Após as mais de 3 horas caminhando incessantemente fizemos uma pequena pausa para um lanche rápido e seguimos para o 2º roteiro preparado para nós, a Rota dos Mineiros.
Esta é uma rota mais temática, em que visita-se uma parte mais “bruta” da mina e coloca-se, literalmente, a mão na massa. Ou melhor, no sal. A diferença já começa no equipamento obrigatório. Nos entregam macacões, capacetes, lanternas e um equipamento de respiração de emergência – fora os vários quilos extras de nosso equipamento de captação de imagens, cansativo foi pouco.
Neste tour vimos diversos lugares diferentes, entendemos um pouco mais sobre a estrutura e a segurança no trabalho de mineração, como a mina era construída e como evitava-se desabamentos utilizando enormes troncos de madeira. Não deixa de ser um tour extremamente interessante, apesar de mais técnico, pois a sensação de estar em uma caverna a centenas de metros abaixo da superfície é incrível.
Depois de quase mais três horas caminhando por corredores estreitos e tetos em que batíamos a cabeça (nunca nos fez tanto sentido utilizar aqueles capacetes de obra), o sr. Wiesław (geólogo-chefe, responsável pela mina) juntou-se a nós e nos levou para lugares fechados ao público. Nossa aventura, de verdade, começou aí. Não sabemos quem estava mais empolgado, se éramos nós ou se o Marek (já que nem ele tem acesso a estes locais sem a presença de um geólogo-chefe e autorização da diretoria).

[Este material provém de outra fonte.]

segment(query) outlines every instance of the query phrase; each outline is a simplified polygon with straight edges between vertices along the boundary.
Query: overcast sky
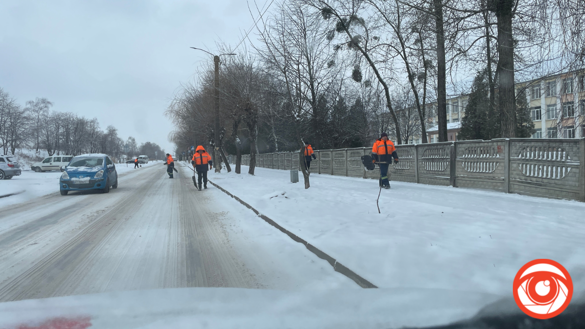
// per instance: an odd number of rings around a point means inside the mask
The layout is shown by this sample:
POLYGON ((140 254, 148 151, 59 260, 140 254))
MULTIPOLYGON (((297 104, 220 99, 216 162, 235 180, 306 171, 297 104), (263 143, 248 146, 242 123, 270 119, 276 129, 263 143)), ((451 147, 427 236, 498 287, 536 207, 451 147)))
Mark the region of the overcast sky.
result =
POLYGON ((173 150, 163 112, 212 60, 189 47, 235 46, 253 23, 245 0, 0 0, 0 87, 173 150))

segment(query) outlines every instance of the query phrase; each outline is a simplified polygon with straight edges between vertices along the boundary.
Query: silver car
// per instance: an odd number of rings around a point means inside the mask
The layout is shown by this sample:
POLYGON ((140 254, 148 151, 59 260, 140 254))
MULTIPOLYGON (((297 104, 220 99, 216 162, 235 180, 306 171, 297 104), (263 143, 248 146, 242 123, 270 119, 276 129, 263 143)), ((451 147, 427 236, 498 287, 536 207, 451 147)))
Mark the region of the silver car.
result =
POLYGON ((0 180, 10 179, 20 174, 20 165, 14 158, 8 155, 0 155, 0 180))

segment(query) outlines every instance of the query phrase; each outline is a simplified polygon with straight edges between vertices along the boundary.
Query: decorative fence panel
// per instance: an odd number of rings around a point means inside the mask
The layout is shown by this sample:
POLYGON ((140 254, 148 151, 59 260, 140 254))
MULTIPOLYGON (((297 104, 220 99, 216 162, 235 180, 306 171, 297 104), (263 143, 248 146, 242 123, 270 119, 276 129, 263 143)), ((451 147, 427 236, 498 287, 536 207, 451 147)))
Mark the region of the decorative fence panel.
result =
POLYGON ((511 139, 510 192, 579 200, 583 145, 574 139, 511 139))
POLYGON ((417 145, 419 183, 432 185, 450 184, 451 148, 453 146, 453 142, 417 145))
POLYGON ((504 191, 505 147, 505 139, 457 142, 456 186, 504 191))
POLYGON ((391 180, 417 183, 414 157, 415 149, 416 146, 413 145, 396 146, 398 163, 390 166, 388 169, 391 180))
MULTIPOLYGON (((585 201, 585 138, 500 139, 490 141, 397 145, 398 163, 391 180, 455 187, 485 189, 537 197, 585 201)), ((360 148, 315 151, 311 173, 373 179, 380 170, 365 170, 360 148)), ((298 170, 298 153, 257 155, 257 166, 298 170)), ((235 156, 228 160, 234 163, 235 156)), ((242 156, 249 166, 250 156, 242 156)))

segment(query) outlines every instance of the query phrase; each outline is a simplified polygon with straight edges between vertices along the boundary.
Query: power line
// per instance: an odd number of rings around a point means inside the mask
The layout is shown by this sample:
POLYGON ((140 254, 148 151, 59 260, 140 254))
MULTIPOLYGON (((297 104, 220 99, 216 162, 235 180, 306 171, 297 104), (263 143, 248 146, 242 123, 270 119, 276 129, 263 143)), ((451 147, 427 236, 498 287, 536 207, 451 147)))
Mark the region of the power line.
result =
MULTIPOLYGON (((268 5, 268 6, 266 7, 266 9, 264 11, 264 12, 263 12, 262 13, 261 13, 260 15, 260 16, 258 18, 258 19, 256 19, 255 22, 254 22, 254 23, 252 24, 252 26, 250 27, 250 29, 248 30, 248 32, 246 33, 246 35, 245 35, 243 38, 242 38, 242 40, 240 41, 239 43, 238 43, 238 45, 236 46, 236 47, 233 49, 234 50, 235 50, 236 49, 237 49, 238 47, 240 46, 240 44, 242 44, 242 43, 243 42, 244 40, 246 40, 246 39, 247 37, 248 37, 248 35, 249 35, 250 32, 251 32, 252 30, 254 29, 254 27, 256 26, 256 24, 258 23, 258 22, 259 22, 260 20, 262 19, 262 16, 264 16, 264 14, 266 13, 266 12, 268 11, 268 9, 270 8, 270 5, 272 5, 272 3, 274 2, 274 0, 272 0, 272 1, 270 1, 270 3, 268 5)), ((261 10, 261 9, 260 9, 260 10, 261 10)))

Vimos locais que foram escavados “recentemente”, na década de 1930, e abandonados após o esgotamento do veio de sal, inclusive com vestígios de elementos da época, como sapatos e pavios de detonação abandonados. Chegamos ao final da mina, alguns quilômetros de onde havíamos começado o percurso, e vimos diversas formações salinas diferentes, inclusive o chamado “Kinga’s Hair”, uma formação salina que parece tufos de cabelos. É uma formação bem rara e extremamente frágil, que se origina através da umidade do ar na rocha de sal, em condições bem específicas.
Acabamos o dia exaustos, pois caminhamos das 8 da manhã às 4 e pouco da tarde. Nesse meio tempo subimos e descemos mais degraus do que pode-se imaginar, e andamos aproximadamente 20 km. Quase nada –cerca de “apenas” 6 ou 7% do total da mina– carregando alguns quilos de equipamentos de segurança obrigatórios e, é claro, algumas rochas de sal de “souvenir”.